CWE 73: External Control of File Name or Path

Flaw

CWE 73: External Control of File Name or Path is a type of security flaw in which users can access resources from restricted locations on a file system. It is commonly called path traversal. If an attacker performs a path traversal attack successfully, they could potentially view sensitive files or other confidential information. This threat is possible when applications allow a user to specify the filename used in a file system operation.

For example:

<h1>Path Traversal Lab</h1>
<h4>Welcome to our free library. Please select any book from the shelf. Take care to not overreach...</h4>
<form action="/EBook/Download" method="GET">
    <select name="ebookName">
        <option value="Anna Karenina.epub">Anna Karenina (Leo Tolstoy)</option>
        <option value="Leaves of Grass.epub">Leaves of Grass (Walt Whitman)</option>
        <option value="Pygmalion.epub">Pygmalion (Bernard Shaw)</option>
        <option value="Siddhartha.epub">Siddhartha (Hermann Hesse)</option>
        <option value="The Picture of Dorian Gray.epub">
        The Picture of Dorian Gray (Oscar Wilde)</option>
    </select>
    <input type="submit" value="Submit" />
</form>

The above form, which the following C# ASP.NET Controller code processes, sends the selected file to the browser:

public class EBookController : Controller
{
    ...
    public ActionResult Download(string ebookName)
    {
        const string PATH = "d:\\app\\web\\ebooks";
        ActionResult result = new HttpNotFoundResult("ebook not found");

        string epub = PATH + ebookName;

        if (System.IO.File.Exists(epub))
        {
            using (var file = System.IO.File.OpenRead(epub))
            {
                result = new FileStreamResult(file, "application/octet-stream");
            }
        }
        return result;
    }
    ...
}

The page displayed in the browser offers a drop-down list to select a book name. If we select "Anna Karenina (Leo Tolstoy)"; the value of ebookName would then be:

Anna Karenina.epub

Which means that epub the full name of the file returned is:

 d:\app\web\ebooks\Anna Karenina.epub

The correct epub file is returned.

Since the ebookName value is not validated, a malicious user could ask for other files on the system. Having the choices be <select> options doesn't help here, because malicious users can easily make their own POST request using a tool, or intercept and modify the request as it leaves the browser, or do other things to bypass the browser's restrictions.

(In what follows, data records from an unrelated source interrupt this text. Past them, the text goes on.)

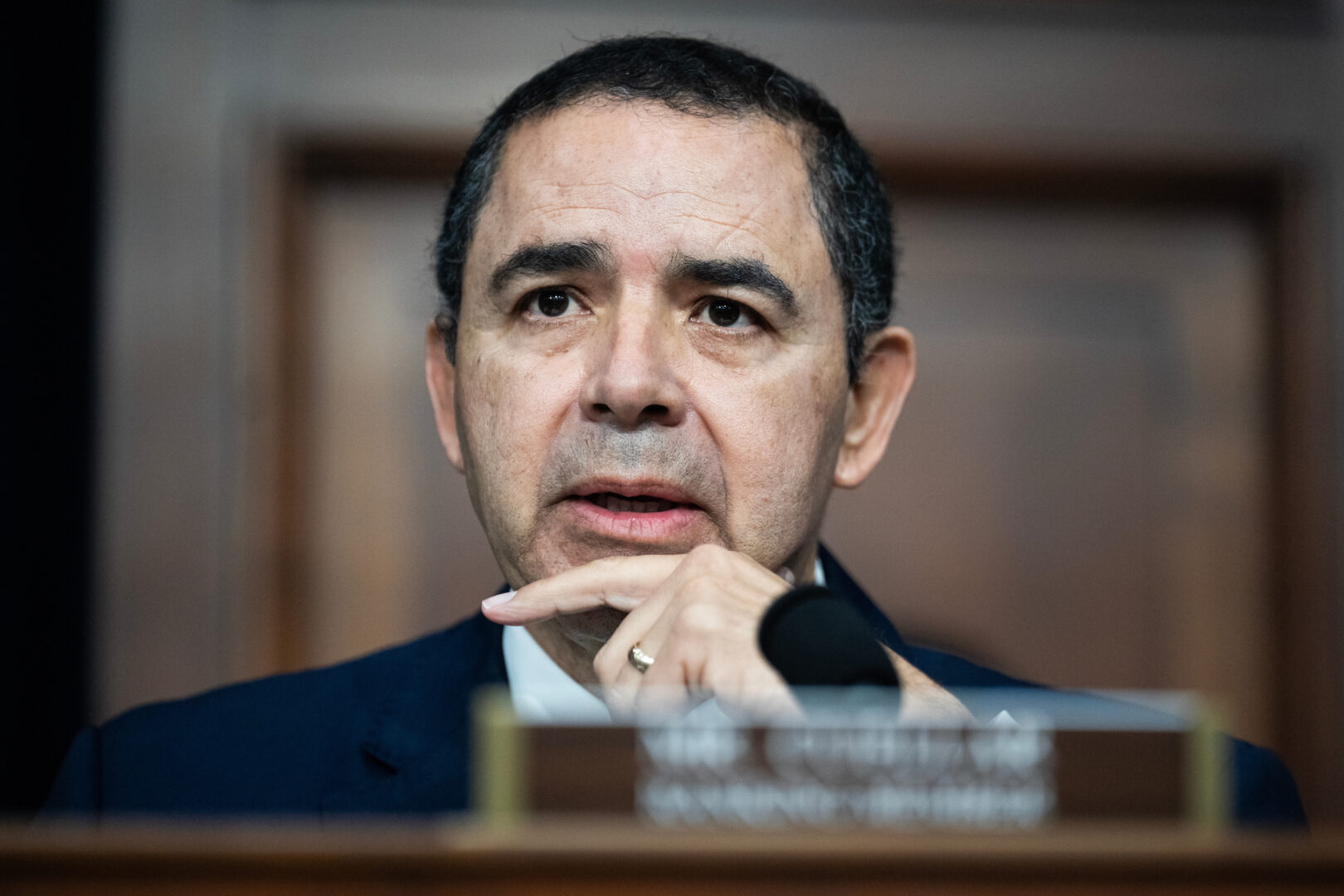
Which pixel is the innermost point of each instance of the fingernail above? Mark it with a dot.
(498, 599)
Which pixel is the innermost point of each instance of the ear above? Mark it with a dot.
(874, 405)
(441, 379)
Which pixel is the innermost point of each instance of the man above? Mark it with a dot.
(667, 278)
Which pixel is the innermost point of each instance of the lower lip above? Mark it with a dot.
(626, 525)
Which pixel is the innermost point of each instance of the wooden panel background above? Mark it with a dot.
(1086, 488)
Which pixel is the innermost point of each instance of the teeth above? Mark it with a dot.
(639, 504)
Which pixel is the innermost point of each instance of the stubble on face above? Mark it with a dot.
(757, 446)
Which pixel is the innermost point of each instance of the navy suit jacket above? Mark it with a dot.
(390, 733)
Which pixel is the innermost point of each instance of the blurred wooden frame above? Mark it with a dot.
(1276, 193)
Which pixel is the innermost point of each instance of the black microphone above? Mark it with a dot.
(813, 637)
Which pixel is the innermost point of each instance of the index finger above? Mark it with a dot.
(621, 582)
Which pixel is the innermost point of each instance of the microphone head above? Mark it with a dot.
(813, 637)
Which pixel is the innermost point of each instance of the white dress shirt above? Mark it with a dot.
(543, 692)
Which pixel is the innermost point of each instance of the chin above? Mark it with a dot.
(592, 627)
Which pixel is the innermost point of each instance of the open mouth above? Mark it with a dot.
(637, 504)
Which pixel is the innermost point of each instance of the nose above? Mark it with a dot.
(632, 381)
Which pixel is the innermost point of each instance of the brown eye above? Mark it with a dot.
(723, 312)
(552, 304)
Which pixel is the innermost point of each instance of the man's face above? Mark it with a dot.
(650, 343)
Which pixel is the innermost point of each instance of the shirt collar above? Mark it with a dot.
(543, 692)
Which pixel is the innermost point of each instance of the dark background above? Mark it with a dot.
(51, 153)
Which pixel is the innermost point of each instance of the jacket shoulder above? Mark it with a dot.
(265, 746)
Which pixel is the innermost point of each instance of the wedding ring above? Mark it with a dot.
(641, 661)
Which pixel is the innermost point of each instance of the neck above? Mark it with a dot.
(569, 655)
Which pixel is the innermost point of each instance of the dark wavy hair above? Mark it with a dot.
(709, 80)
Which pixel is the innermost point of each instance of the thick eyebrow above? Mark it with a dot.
(553, 258)
(747, 273)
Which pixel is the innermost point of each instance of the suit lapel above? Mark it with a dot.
(417, 746)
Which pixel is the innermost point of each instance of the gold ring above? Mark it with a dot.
(641, 661)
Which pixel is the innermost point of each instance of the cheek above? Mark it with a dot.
(511, 410)
(774, 445)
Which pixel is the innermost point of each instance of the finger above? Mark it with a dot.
(621, 583)
(620, 680)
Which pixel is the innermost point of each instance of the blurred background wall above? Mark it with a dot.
(1121, 258)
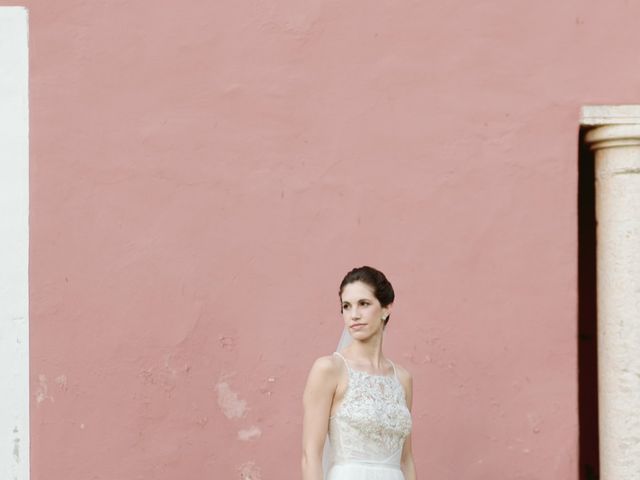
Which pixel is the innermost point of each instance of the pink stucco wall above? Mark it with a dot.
(203, 173)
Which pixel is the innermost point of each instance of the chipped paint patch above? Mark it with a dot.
(227, 343)
(61, 381)
(249, 471)
(229, 402)
(251, 433)
(42, 391)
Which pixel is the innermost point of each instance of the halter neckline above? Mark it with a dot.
(392, 375)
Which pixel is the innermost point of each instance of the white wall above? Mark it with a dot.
(14, 244)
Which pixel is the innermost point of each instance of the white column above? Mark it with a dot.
(617, 161)
(14, 245)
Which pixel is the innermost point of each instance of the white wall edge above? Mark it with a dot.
(596, 115)
(14, 244)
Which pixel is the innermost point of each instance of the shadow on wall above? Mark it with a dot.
(587, 315)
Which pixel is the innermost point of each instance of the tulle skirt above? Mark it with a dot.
(365, 471)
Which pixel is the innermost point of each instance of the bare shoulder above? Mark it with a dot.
(404, 376)
(325, 368)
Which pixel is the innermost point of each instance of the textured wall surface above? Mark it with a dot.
(204, 173)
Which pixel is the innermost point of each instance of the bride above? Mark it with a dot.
(357, 420)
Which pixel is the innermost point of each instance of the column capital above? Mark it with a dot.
(608, 136)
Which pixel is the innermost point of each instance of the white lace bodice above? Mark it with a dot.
(372, 421)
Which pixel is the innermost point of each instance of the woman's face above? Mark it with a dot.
(361, 310)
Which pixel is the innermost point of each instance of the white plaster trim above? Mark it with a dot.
(14, 244)
(596, 115)
(617, 173)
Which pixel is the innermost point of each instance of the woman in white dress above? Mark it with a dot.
(356, 399)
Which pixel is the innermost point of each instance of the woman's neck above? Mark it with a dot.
(367, 352)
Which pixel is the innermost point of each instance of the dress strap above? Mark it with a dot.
(344, 360)
(395, 374)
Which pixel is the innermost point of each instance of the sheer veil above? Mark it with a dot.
(327, 458)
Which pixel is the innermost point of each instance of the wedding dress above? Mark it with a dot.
(368, 429)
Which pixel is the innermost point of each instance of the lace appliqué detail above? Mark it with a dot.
(373, 419)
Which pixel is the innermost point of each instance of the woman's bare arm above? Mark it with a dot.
(406, 462)
(317, 399)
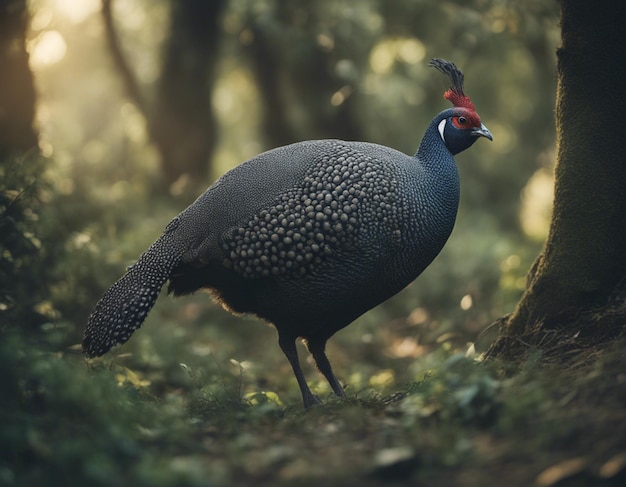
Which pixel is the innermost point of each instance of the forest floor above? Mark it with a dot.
(465, 423)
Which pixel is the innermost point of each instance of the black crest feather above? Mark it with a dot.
(455, 93)
(450, 69)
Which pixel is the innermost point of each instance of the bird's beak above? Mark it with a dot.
(482, 131)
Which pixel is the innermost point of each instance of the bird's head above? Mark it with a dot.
(460, 126)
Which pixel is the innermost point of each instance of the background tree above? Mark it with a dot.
(180, 118)
(17, 94)
(575, 291)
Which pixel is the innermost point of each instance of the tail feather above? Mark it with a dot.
(125, 305)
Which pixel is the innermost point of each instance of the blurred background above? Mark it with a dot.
(141, 104)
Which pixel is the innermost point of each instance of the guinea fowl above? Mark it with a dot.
(308, 236)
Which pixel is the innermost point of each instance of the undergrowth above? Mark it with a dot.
(461, 422)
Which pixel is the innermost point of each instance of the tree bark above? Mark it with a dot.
(583, 264)
(17, 92)
(181, 122)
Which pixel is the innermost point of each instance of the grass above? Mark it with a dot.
(462, 422)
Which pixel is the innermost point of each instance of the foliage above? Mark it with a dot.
(199, 397)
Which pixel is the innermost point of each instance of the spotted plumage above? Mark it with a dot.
(308, 236)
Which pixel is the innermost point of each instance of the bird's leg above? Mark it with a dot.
(288, 346)
(317, 347)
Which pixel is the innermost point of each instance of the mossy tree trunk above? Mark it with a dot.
(181, 121)
(583, 265)
(17, 92)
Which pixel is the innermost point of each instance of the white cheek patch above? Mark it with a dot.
(441, 127)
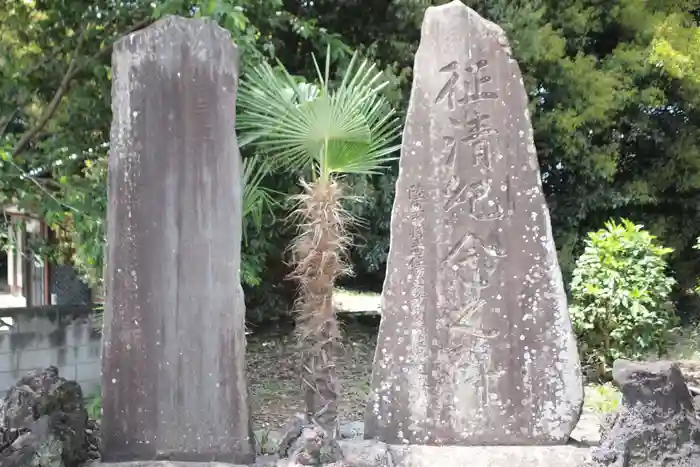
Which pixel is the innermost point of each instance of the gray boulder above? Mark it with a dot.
(657, 424)
(43, 422)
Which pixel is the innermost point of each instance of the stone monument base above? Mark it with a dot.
(368, 453)
(491, 456)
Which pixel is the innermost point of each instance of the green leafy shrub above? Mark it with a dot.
(620, 291)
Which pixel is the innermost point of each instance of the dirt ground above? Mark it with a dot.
(273, 375)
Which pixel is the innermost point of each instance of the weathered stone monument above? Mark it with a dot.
(173, 380)
(475, 345)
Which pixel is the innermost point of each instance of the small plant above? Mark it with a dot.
(94, 405)
(620, 291)
(602, 398)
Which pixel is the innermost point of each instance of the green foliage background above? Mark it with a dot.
(621, 296)
(613, 85)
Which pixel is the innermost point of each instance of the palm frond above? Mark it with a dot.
(350, 128)
(257, 199)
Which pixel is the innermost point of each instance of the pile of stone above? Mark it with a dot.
(657, 425)
(44, 423)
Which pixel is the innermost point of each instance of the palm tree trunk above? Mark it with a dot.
(319, 253)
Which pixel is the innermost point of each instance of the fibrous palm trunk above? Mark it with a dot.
(319, 253)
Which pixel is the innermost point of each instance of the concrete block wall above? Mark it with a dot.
(56, 335)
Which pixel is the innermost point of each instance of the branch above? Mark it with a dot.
(58, 95)
(73, 69)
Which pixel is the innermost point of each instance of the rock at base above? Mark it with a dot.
(475, 344)
(163, 464)
(657, 424)
(489, 456)
(43, 422)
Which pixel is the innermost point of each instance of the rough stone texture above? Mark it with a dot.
(174, 386)
(492, 456)
(657, 424)
(43, 422)
(307, 444)
(368, 453)
(475, 344)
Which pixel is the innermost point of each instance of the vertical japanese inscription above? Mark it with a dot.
(471, 261)
(416, 259)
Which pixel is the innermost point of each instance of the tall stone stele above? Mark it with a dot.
(475, 345)
(173, 383)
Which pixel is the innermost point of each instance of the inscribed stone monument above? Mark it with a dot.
(173, 383)
(475, 344)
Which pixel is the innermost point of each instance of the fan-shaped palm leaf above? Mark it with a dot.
(347, 129)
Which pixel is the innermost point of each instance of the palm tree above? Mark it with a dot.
(324, 132)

If an attacker guesses you are running an ASP.NET application on Windows, and supplies the following for ebookName:

..\web.config

This would result in epub being:

d:\app\web\ebooks\..\web.config

Each .. above means "in the parent of the current directory", or "go one level up". The application looks at a single directory above the one where it normally would. This action takes them out of the starting folder, goes one folder up to the web directory, and instructs the application to retrieve the web.config file, which contains information that could help the attacker. Automated tools exist to allow attackers to use this technique to search for and find many common sensitive data files with very little effort. Any file the application can access, the attacker can obtain.

To summarize, if an attacker is allowed to specify all or part of the filename, it may be possible to gain unauthorized access to files on the server, including those outside the webroot, which would normally be inaccessible to endusers. The level of exposure depends on the effectiveness of input validation routines, if any.

Fix

Regardless of how we choose to address this issue, there is no ideal fix within client-side code. It is trivial for users to circumvent client-side validation, and for this reason, you can never guarantee that what the server receives is trustworthy. Therefore, you must address the issue within server-side code.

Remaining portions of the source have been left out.